Developer Sean Dunne is set to submit a planning application for a €380m office block. It would be on the site of the existing Hume House offices next to his Jurys hotel site in Ballsbridge, Dublin 4.
The development will have a gross floor area of 320,000 sqft and it will range in height from seven to 14 storeys. The planning application will be in the name of Mountbrook Riverside IV Development Ltd., whose directors also include Peter Halpenny, Ross Connolly and Brian O'Neill.
Mr Dunne acquired the building for the equivalent of about €130m back in 2006 when he did a swap deal with Irish Life whereby he got the 80,000 sqft Hume House building -- and in return Irish Life's investment funds received a much larger 133,000 sqft office block.
This is located in the Grand Canal Docks and the Mountbrook group built and leased it to leading legal firm, Matheson Ormsby Prentice (MOP).
Hume House covers an area of around two-thirds of an acre, which implied a valuation of some €195m per acre, a new record for property prices in Ballsbridge in 2006.
Meanwhile, nearby, Bord Pleanala is currently considering Mr Dunne's plans for a €1bn mixed-use development on the Jurys hotel sites which will include a 37-storey tower standing 132 metres, sculpted like a diamond.
He has already received Dublin City Council approval for 294 family-sized apartments, a 13-storey 232-bedroom hotel, a 16-storey embassy building, and a cultural centre.
However, he plans to seek further development on the site while the appeals board received a record 127 submissions about the plans.
The Hume House site is separated from the Jurys site by the former 2.2-acre Veterinary College site which is owned by Ray Grehan who has also received Dublin City Council's approval for a €600m development including 200,000 sqft of offices as well as a 15-storey apartment tower.

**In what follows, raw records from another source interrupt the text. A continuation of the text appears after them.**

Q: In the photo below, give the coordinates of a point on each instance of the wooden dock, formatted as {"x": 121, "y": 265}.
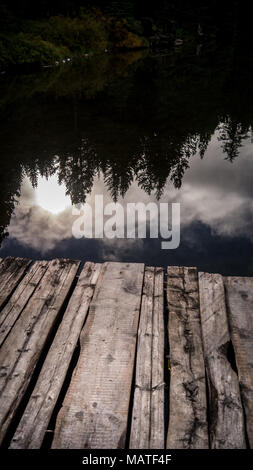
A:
{"x": 121, "y": 355}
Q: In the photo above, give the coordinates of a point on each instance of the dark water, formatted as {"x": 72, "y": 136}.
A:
{"x": 174, "y": 126}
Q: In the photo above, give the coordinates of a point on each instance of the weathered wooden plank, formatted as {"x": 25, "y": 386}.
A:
{"x": 34, "y": 422}
{"x": 140, "y": 426}
{"x": 157, "y": 432}
{"x": 20, "y": 297}
{"x": 225, "y": 408}
{"x": 147, "y": 427}
{"x": 239, "y": 297}
{"x": 187, "y": 415}
{"x": 22, "y": 348}
{"x": 95, "y": 409}
{"x": 11, "y": 272}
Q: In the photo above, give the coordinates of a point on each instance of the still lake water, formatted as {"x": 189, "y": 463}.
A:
{"x": 174, "y": 126}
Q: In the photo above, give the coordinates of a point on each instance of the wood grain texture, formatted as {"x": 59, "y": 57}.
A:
{"x": 147, "y": 428}
{"x": 95, "y": 409}
{"x": 11, "y": 272}
{"x": 187, "y": 408}
{"x": 20, "y": 297}
{"x": 34, "y": 422}
{"x": 225, "y": 408}
{"x": 22, "y": 348}
{"x": 239, "y": 297}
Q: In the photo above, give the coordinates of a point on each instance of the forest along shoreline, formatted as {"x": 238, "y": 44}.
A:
{"x": 47, "y": 34}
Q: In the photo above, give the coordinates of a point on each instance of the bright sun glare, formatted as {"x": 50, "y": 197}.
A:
{"x": 51, "y": 196}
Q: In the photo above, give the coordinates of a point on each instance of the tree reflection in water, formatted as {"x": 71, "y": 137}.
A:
{"x": 135, "y": 117}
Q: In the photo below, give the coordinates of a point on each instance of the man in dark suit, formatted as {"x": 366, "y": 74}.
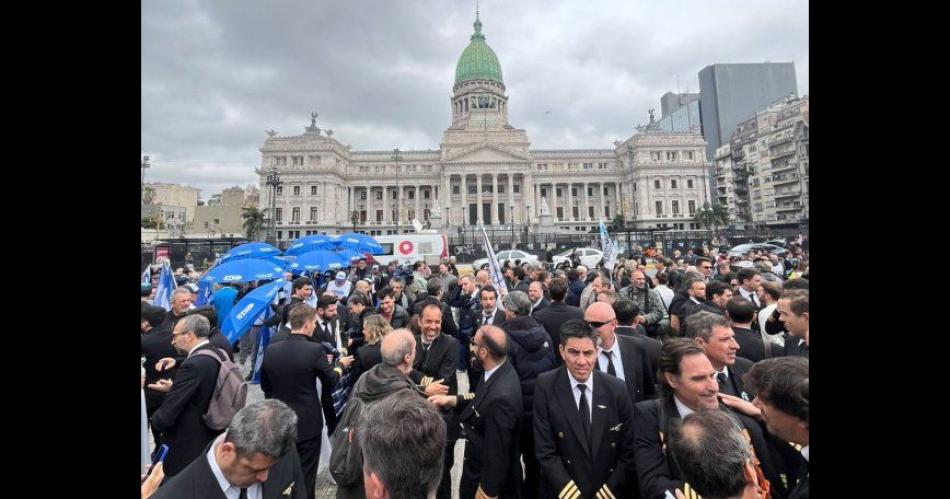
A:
{"x": 254, "y": 458}
{"x": 556, "y": 314}
{"x": 289, "y": 373}
{"x": 781, "y": 395}
{"x": 434, "y": 369}
{"x": 179, "y": 419}
{"x": 713, "y": 333}
{"x": 583, "y": 424}
{"x": 536, "y": 293}
{"x": 793, "y": 311}
{"x": 741, "y": 313}
{"x": 687, "y": 383}
{"x": 627, "y": 312}
{"x": 622, "y": 356}
{"x": 491, "y": 419}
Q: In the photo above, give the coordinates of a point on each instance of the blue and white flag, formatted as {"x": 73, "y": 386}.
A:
{"x": 607, "y": 246}
{"x": 494, "y": 269}
{"x": 166, "y": 285}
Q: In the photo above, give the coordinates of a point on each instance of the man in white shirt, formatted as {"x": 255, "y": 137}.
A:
{"x": 257, "y": 452}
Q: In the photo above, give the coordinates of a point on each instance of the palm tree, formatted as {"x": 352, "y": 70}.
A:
{"x": 253, "y": 221}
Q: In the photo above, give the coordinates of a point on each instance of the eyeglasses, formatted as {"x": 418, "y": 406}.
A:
{"x": 595, "y": 324}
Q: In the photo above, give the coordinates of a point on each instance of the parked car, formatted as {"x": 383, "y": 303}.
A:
{"x": 742, "y": 249}
{"x": 589, "y": 257}
{"x": 507, "y": 255}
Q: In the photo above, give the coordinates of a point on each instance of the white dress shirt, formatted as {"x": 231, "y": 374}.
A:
{"x": 492, "y": 371}
{"x": 577, "y": 393}
{"x": 618, "y": 361}
{"x": 230, "y": 491}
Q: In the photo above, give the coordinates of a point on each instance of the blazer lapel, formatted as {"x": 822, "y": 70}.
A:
{"x": 600, "y": 409}
{"x": 565, "y": 396}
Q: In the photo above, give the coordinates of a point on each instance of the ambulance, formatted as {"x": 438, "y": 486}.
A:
{"x": 427, "y": 245}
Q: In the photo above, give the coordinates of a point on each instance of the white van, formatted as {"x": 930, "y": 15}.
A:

Designed by HKR Architects, Grehan's development is known as Number One Ballsbridge and will include 109 apartments along with shops and leisure space.
Mr Grehan's Glenkerrin Group paid €171.56m for the site in 2005.
That set a new record price per acre for development land topping the €380m which Mr Dunne paid earlier that year for the Jurys and Berkeley Court sites.